The main issue with this change for Silverblue/Kinoite is that this introduces client side
layering by default for all users.
To understand why this is not a good idea, I need to recap a few things: how rpm-ostree
client side layering works, the general goal behind rpm-ostree and image based updates and
what we're trying to do in
https://fedoraproject.org/wiki/Changes/OstreeNativeContainerStable.
First, let's start with rpm-ostree client side layering.
When you update a "pristine" Silverblue system, the following happens:
1. rpm-ostree looks into the remote ostree repo for the latest version commit and
downloads all the files needed for it into the local repo.
2. Once this is done, it creates a new deployments, which is a new copy of /usr made
mostly of hardlinks to the repo.
3. Then you can reboot and you're done.
When you enable client side layering, because you want to change something in the image,
remove a package, add a new one, etc., the following happens:
1. rpm-ostree has to fetch the needed files into the repo like in the previous case (step
1).
2. But then, instead of creating directly creating a new deployment, it creates a
temporary one with the content of the latest commit.
3. From this temporary deployment, rpm-ostree is able to fetch all RPM metadata from the
Fedora repos, then resolve the dependencies for the added/replaced/removed packages and
download the RPMs as needed.
4. It will then create a temporary writable overlay on top of the temporary deployment,
perform the package installations, replacements, removals and optionally rebuild the
initrd.
5. Then it will process the files in this overlay to create a new ostree commit.
6. Finally, it will deploy this new commit into a new deployment to be used after a
reboot.
Given the additional steps required when client side layering is used, updates will take
longer to be downloaded, prepared and installed and will require more CPU and memory.
Additionally, any operation done on the temporary deployment may fail: missing
dependencies, conflicts, wrong package signatures, etc.
The idea behind rpm-ostree hybrid model is that you don't have to manage package
conflicts, installation, etc. on the client side and instead rely on the server composing
a working image for you. With client side layering, this guarantee goes away and the user
will have to intervene when it fails.
This is the main reason why we recommend to be careful with client side layering: it may
fail and you'll have to figure out why, just like you need to figure out dependency
resolutions issues on a classic DNF based system.
The main goal of Silverblue is to get rid of this issue in the first place by relying only
on images by default. Users may choose to override things in the image but they would have
to do that on purpose, via the command line, hopefully knowing that they are now
responsible when something fails.
Note that neither GNOME Software nor Plasma Discover support managing client side layered
packages right now.
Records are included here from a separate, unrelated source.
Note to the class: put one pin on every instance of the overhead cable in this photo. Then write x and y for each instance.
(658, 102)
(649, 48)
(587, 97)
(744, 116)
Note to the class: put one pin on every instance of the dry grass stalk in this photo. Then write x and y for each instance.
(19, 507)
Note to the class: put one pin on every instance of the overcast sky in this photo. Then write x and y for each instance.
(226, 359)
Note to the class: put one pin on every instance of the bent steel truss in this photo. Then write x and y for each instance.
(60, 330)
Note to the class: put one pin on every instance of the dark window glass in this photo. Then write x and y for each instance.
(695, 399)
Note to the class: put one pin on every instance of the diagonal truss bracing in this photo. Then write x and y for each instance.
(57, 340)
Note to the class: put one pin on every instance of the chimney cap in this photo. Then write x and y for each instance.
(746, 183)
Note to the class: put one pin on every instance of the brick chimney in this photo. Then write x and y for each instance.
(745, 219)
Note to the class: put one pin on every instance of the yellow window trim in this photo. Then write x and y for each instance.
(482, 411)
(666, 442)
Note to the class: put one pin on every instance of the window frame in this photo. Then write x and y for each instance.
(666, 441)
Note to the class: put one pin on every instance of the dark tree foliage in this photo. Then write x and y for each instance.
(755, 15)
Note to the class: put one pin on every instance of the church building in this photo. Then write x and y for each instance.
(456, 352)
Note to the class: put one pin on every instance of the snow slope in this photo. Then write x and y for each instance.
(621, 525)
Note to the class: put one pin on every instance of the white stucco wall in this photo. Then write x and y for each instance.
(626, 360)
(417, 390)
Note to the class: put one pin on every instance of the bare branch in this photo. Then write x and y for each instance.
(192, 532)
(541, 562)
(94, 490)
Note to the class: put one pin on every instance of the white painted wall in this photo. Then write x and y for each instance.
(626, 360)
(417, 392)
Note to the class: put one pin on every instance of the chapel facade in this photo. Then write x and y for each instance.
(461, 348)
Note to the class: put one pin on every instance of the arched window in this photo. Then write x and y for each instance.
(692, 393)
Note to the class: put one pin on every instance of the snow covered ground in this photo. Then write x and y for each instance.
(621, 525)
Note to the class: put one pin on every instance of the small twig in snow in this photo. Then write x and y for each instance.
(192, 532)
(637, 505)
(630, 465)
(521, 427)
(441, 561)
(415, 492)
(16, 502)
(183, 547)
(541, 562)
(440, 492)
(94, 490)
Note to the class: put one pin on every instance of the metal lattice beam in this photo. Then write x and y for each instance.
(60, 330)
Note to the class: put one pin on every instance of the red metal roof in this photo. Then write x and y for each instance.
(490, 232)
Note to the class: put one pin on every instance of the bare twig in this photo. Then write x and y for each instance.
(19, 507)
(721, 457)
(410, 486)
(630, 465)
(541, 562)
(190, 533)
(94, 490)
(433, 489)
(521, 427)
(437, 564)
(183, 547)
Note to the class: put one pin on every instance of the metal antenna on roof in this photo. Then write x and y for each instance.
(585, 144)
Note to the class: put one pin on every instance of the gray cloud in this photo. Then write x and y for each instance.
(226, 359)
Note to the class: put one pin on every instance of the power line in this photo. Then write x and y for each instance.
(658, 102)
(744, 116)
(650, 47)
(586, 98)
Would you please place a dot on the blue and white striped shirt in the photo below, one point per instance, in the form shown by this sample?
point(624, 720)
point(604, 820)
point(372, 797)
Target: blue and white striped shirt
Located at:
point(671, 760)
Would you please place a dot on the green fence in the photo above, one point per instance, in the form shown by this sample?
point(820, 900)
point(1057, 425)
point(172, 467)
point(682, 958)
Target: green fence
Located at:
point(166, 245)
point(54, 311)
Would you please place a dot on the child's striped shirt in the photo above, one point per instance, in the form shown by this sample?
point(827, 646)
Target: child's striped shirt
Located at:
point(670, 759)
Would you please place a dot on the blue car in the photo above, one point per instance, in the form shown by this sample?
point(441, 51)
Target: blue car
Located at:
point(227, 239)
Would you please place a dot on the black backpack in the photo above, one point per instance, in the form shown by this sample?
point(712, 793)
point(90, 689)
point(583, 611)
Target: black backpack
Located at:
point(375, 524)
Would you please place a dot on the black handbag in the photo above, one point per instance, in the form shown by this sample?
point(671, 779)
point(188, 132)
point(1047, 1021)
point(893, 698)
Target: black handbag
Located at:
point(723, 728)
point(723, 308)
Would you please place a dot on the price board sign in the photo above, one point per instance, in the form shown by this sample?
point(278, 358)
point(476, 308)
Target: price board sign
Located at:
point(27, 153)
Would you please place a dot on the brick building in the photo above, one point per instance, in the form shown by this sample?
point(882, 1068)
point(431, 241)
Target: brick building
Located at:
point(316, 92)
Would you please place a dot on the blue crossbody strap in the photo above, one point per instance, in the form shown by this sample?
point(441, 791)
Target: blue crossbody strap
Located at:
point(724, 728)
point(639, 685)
GNOME Sofware pre-downloads packages, essentially making the first
step invisible to the user and only then notifies the user to trigger the 2nd and 3rd
steps. Plasma Discover is not yet capable of doing that but I'm working on it.
So yes, client side layering is fully supported in Silverblue/Kinoite as it enables
debugging, testing, workarounds, etc. but we don't want to expose users to it by
default as this is not a good user experience.
One solution to reduce the time taken by client side layering and those issues mentioned
above is to move the package overrides back to the server side by using a layering
approach similar to the one used to build containers. This is the goal of this change:
https://fedoraproject.org/wiki/Changes/OstreeNativeContainerStable. It enables users to
make custom builds of Silverblue/Kinoite with their own selection of packages and changes
and then to distribute them as an image to their systems, getting the full benefits of
pure image based updates back if they don't do any local changes anymore.
I hope that explained things in more details.